The reason the thread took this turn was my example of an elementary school state test. There was no work to show, it asked to list three fractions in order, smallest to largest. Then they wanted the process to be explained. I did it one way and the test example did it another. Both were sound methods but when I asked if my answer would be marked wrong because I did it differently the answer was,"I would hope not." If the answer isn't yes or no then the test is flawed.
Did all of the fractions have a common denominator? I am guessing not. So, to ensure that the students did not just guess at the correct order, they asked for the method. Since I again guess that the method answer was not just a multiple answer, but the student had to write their work, a machine could not grade the answer. The teacher probably couldn't answer you directly since she wouldn't be grading the test, but if it were solid math then it would likely have been graded correct (say, not caring if the student found the lowest common denominator but realizing that the denominator was required to match and that whatever you multiplied the denominator by that you also multiplied the numerator).
Let me ask a question.
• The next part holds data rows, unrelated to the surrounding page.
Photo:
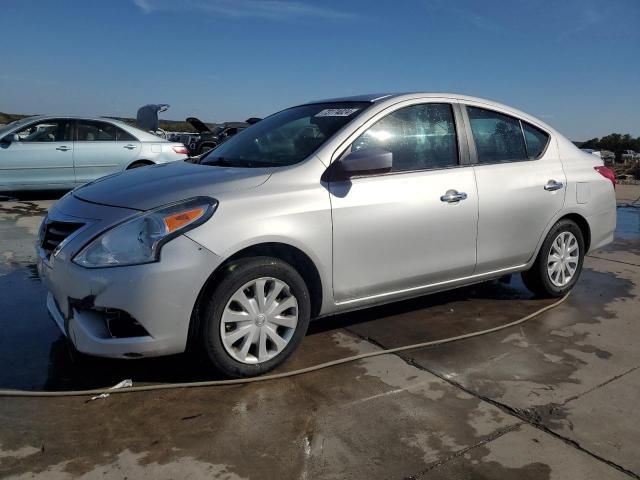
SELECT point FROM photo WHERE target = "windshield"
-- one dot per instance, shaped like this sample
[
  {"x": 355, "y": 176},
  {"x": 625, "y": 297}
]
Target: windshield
[{"x": 285, "y": 138}]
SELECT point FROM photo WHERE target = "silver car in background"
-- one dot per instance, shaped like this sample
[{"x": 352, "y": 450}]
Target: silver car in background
[
  {"x": 43, "y": 153},
  {"x": 322, "y": 208}
]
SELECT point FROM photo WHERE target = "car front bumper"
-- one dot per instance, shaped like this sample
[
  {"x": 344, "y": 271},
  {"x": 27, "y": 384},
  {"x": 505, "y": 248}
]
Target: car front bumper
[{"x": 159, "y": 297}]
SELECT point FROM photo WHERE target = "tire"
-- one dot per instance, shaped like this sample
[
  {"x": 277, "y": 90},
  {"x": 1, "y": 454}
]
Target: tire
[
  {"x": 224, "y": 315},
  {"x": 206, "y": 148},
  {"x": 555, "y": 283}
]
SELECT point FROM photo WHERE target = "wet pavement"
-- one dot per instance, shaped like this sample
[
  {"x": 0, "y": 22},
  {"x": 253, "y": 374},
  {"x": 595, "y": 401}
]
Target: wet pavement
[{"x": 553, "y": 398}]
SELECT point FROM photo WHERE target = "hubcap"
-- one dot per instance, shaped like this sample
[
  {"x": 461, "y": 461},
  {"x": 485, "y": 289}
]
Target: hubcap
[
  {"x": 259, "y": 320},
  {"x": 563, "y": 259}
]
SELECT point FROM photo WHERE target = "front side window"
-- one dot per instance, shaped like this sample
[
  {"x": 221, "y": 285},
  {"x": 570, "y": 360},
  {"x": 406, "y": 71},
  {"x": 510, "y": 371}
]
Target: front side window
[
  {"x": 94, "y": 131},
  {"x": 536, "y": 140},
  {"x": 421, "y": 137},
  {"x": 498, "y": 137},
  {"x": 46, "y": 131},
  {"x": 285, "y": 138}
]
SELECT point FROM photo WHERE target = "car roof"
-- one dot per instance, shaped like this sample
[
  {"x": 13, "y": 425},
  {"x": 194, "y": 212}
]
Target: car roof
[
  {"x": 381, "y": 98},
  {"x": 140, "y": 134}
]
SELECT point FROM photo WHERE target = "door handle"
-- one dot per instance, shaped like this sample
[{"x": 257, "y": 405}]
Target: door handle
[
  {"x": 552, "y": 186},
  {"x": 453, "y": 196}
]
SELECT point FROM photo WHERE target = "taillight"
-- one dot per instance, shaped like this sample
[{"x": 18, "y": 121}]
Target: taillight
[
  {"x": 607, "y": 173},
  {"x": 181, "y": 149}
]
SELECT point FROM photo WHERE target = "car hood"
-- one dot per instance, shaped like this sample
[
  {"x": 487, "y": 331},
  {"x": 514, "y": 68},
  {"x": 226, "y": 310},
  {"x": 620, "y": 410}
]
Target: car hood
[
  {"x": 198, "y": 125},
  {"x": 150, "y": 187}
]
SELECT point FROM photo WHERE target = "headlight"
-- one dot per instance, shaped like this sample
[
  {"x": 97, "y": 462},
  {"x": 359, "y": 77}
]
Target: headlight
[{"x": 140, "y": 239}]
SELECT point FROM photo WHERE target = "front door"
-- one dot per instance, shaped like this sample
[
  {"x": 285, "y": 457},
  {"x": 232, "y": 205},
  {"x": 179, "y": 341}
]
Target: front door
[
  {"x": 406, "y": 229},
  {"x": 42, "y": 156}
]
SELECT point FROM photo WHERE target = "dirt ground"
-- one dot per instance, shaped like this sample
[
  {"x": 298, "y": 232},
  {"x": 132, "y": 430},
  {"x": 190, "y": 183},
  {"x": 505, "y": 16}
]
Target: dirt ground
[{"x": 554, "y": 398}]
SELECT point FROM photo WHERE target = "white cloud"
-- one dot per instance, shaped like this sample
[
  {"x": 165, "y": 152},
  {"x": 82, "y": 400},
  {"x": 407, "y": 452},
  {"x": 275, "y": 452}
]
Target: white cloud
[{"x": 269, "y": 9}]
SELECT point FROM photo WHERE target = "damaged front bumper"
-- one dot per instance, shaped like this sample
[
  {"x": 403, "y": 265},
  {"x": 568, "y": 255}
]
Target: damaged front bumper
[{"x": 122, "y": 312}]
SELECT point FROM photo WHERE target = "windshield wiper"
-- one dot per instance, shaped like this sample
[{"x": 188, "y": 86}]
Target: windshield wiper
[{"x": 223, "y": 162}]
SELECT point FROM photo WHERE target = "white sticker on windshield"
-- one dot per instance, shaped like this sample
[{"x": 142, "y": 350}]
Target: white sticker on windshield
[{"x": 337, "y": 112}]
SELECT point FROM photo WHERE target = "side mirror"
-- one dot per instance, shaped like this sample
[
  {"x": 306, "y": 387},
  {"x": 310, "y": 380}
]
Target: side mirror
[{"x": 367, "y": 161}]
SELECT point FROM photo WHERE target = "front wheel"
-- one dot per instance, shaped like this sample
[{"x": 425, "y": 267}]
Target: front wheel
[
  {"x": 256, "y": 317},
  {"x": 559, "y": 262}
]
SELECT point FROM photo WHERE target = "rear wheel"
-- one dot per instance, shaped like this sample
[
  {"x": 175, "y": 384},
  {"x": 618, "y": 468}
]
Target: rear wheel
[
  {"x": 139, "y": 164},
  {"x": 256, "y": 317},
  {"x": 559, "y": 262}
]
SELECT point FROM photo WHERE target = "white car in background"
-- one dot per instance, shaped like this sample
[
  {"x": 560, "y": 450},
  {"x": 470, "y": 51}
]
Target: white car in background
[{"x": 54, "y": 152}]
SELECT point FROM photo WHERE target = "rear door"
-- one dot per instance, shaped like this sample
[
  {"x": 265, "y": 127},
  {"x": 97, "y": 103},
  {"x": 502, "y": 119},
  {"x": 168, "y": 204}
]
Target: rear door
[
  {"x": 41, "y": 158},
  {"x": 102, "y": 148},
  {"x": 398, "y": 232},
  {"x": 520, "y": 183}
]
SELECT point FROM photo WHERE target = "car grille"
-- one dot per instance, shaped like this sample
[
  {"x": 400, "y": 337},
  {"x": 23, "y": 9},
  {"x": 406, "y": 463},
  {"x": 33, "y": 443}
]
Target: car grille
[{"x": 54, "y": 233}]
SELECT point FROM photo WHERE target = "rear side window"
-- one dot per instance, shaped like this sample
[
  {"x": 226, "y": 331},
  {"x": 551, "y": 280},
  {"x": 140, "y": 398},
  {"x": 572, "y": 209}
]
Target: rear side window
[
  {"x": 421, "y": 137},
  {"x": 498, "y": 137},
  {"x": 536, "y": 140}
]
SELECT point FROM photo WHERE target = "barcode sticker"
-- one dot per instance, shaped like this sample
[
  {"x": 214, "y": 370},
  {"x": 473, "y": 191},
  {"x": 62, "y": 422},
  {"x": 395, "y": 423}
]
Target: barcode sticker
[{"x": 337, "y": 112}]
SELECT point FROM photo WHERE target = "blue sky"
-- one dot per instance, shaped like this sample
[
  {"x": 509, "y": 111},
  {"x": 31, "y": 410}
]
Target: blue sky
[{"x": 573, "y": 63}]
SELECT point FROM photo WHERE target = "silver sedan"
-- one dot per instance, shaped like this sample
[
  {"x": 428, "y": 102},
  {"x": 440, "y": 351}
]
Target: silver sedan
[
  {"x": 41, "y": 153},
  {"x": 322, "y": 208}
]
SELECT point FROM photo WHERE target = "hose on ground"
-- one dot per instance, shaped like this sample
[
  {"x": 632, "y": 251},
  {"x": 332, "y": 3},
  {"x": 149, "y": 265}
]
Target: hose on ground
[{"x": 275, "y": 376}]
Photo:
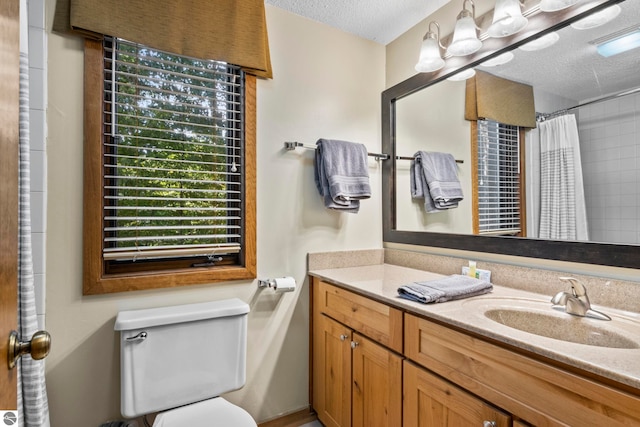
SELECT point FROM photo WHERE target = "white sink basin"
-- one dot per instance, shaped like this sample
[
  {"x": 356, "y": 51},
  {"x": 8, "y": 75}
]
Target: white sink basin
[
  {"x": 565, "y": 328},
  {"x": 538, "y": 318}
]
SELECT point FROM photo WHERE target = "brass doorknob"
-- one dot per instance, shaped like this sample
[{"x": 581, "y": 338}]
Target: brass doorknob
[{"x": 38, "y": 347}]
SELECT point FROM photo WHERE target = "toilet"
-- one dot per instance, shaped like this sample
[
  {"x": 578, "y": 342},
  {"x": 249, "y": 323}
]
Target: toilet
[{"x": 178, "y": 360}]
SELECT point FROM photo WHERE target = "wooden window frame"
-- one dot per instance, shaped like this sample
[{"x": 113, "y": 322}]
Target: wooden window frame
[
  {"x": 475, "y": 204},
  {"x": 95, "y": 280}
]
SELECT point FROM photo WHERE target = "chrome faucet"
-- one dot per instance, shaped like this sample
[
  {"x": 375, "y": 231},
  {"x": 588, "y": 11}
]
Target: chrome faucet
[{"x": 576, "y": 302}]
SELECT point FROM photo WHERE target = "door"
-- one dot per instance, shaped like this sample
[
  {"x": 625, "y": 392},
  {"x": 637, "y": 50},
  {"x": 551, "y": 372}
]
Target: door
[
  {"x": 431, "y": 401},
  {"x": 9, "y": 110},
  {"x": 376, "y": 385},
  {"x": 332, "y": 372}
]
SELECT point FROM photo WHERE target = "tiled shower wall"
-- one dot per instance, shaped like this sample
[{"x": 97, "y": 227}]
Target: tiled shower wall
[
  {"x": 610, "y": 150},
  {"x": 38, "y": 134}
]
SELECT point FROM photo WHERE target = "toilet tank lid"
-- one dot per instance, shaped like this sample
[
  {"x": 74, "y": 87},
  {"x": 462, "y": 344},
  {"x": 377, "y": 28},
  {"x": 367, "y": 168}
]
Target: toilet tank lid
[{"x": 145, "y": 318}]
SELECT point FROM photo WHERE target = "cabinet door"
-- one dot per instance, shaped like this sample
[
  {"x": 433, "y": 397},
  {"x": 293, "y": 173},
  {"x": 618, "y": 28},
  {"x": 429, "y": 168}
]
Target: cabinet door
[
  {"x": 430, "y": 401},
  {"x": 332, "y": 372},
  {"x": 377, "y": 385}
]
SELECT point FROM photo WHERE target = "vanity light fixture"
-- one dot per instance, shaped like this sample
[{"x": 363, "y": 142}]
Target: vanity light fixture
[
  {"x": 462, "y": 75},
  {"x": 618, "y": 42},
  {"x": 465, "y": 35},
  {"x": 498, "y": 60},
  {"x": 430, "y": 57},
  {"x": 555, "y": 5},
  {"x": 541, "y": 42},
  {"x": 597, "y": 19},
  {"x": 507, "y": 19}
]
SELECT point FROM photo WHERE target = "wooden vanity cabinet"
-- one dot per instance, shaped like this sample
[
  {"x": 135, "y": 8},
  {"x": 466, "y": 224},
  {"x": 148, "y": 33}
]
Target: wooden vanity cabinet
[
  {"x": 431, "y": 401},
  {"x": 373, "y": 367},
  {"x": 356, "y": 380},
  {"x": 531, "y": 390}
]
You are taking a math test, and they do exist on job apps, they ask you to figure the total for 6 tickets at $17.50 per ticket without a calculator. Many would just multiply it out, I prefer to make it an easy number to work with. I add 17.5 to itself to get 35 and triple it, $105.00. That is done in seconds in my head but I think it be wrong a state test.
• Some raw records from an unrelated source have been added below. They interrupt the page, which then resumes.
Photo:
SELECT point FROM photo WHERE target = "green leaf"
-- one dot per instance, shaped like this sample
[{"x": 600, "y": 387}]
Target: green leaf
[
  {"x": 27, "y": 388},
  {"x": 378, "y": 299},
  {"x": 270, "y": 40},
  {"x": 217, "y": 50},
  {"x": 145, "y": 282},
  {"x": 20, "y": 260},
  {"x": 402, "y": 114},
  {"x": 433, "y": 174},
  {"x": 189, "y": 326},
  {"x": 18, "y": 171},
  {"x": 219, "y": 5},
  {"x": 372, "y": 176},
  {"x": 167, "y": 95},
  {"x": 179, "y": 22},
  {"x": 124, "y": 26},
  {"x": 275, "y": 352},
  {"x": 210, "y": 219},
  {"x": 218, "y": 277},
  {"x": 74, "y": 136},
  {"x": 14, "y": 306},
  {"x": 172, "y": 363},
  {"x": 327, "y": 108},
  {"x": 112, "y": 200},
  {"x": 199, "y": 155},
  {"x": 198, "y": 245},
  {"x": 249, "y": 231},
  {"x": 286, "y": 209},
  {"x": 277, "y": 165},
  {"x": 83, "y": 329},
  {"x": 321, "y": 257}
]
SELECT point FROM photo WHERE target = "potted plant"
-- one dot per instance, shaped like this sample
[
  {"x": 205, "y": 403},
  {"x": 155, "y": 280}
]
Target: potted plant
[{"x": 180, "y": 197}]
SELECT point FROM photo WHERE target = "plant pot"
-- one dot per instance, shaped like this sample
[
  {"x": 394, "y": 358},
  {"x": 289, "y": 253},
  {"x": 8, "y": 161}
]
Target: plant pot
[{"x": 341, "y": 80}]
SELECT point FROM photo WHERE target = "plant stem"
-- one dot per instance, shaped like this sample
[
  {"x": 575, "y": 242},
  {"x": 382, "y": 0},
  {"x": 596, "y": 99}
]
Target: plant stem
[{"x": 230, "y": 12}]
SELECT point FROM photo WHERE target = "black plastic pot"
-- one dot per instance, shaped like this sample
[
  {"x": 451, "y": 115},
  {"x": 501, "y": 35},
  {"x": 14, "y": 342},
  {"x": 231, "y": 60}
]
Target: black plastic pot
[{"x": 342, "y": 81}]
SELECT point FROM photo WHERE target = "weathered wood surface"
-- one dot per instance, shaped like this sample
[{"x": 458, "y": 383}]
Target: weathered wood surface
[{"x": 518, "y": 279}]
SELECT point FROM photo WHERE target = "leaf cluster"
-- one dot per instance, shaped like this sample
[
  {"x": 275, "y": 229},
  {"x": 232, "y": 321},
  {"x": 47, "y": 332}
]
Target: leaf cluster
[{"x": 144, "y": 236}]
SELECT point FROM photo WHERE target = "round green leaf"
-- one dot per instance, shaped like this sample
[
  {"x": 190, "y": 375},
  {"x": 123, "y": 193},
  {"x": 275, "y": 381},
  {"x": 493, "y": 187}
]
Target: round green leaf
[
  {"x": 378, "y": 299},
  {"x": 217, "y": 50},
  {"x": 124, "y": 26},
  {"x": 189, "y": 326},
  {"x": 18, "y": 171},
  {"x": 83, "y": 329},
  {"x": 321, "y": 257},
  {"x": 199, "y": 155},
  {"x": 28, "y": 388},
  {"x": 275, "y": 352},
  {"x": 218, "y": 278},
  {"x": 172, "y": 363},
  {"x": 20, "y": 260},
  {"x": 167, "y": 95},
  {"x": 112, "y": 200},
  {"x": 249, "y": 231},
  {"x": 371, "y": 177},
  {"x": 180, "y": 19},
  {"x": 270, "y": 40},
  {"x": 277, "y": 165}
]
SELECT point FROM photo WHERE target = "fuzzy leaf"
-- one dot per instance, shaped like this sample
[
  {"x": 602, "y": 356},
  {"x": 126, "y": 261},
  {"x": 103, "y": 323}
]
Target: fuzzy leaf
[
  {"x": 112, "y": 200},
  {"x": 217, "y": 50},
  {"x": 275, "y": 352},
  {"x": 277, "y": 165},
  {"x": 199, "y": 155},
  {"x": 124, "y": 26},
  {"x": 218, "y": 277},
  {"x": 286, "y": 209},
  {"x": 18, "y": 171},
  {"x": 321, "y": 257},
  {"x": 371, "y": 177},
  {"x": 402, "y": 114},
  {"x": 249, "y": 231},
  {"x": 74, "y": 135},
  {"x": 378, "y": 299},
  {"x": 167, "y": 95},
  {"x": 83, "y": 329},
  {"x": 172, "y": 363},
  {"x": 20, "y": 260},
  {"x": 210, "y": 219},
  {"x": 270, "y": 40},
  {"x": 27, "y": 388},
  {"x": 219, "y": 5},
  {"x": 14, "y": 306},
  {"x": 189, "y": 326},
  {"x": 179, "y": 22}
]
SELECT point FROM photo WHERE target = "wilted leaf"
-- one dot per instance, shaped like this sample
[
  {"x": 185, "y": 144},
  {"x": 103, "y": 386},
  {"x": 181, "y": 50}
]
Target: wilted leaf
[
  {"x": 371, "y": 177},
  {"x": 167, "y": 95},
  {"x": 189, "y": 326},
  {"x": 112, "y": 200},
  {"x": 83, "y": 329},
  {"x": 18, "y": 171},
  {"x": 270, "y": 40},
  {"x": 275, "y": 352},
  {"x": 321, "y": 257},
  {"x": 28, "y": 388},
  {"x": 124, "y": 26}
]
Again, doing math in a different way doesn't make it wrong. You in some way made it a more complex formula, even if it makes it easier to do in your head. Instead of 6*17.50 you did 3(17.50 + 17.50) which was (6/2)(2*17.50). Of course all yeild the same answer, this is the beauty of math. However, without showing your work, it would be difficult for someone to help you, should you have made an error along the way. It is simple math for you because you understand the algebraic concepts.
Like I stated, maybe a poor analogy by using music which is another mathmatecal language, showing work is essential practice to
build a
foundation on. If you had not had a grasp of manipulating numbers in multiple ways, you would not have discovered that you could find a shorter method for solving a problem. It is difficult to understand the need for showing work when it you have an aptitude for numbers (I did). I ended up losing quite a
bit of credit for not showing my work (it was easier to do in my head). Even though I did my own work, the teacher was quick to
point out that half of the answers were generally in the back of the
book and how were they to know if I did the work or copied the answers?
Math is logical. Since very few schools teach logic anymore (which may be why we have so few good public speakers), it is one of the few outlets that our brain has the opportunity to use that skillset. Why would you want to deprive students of that? We should embrace it.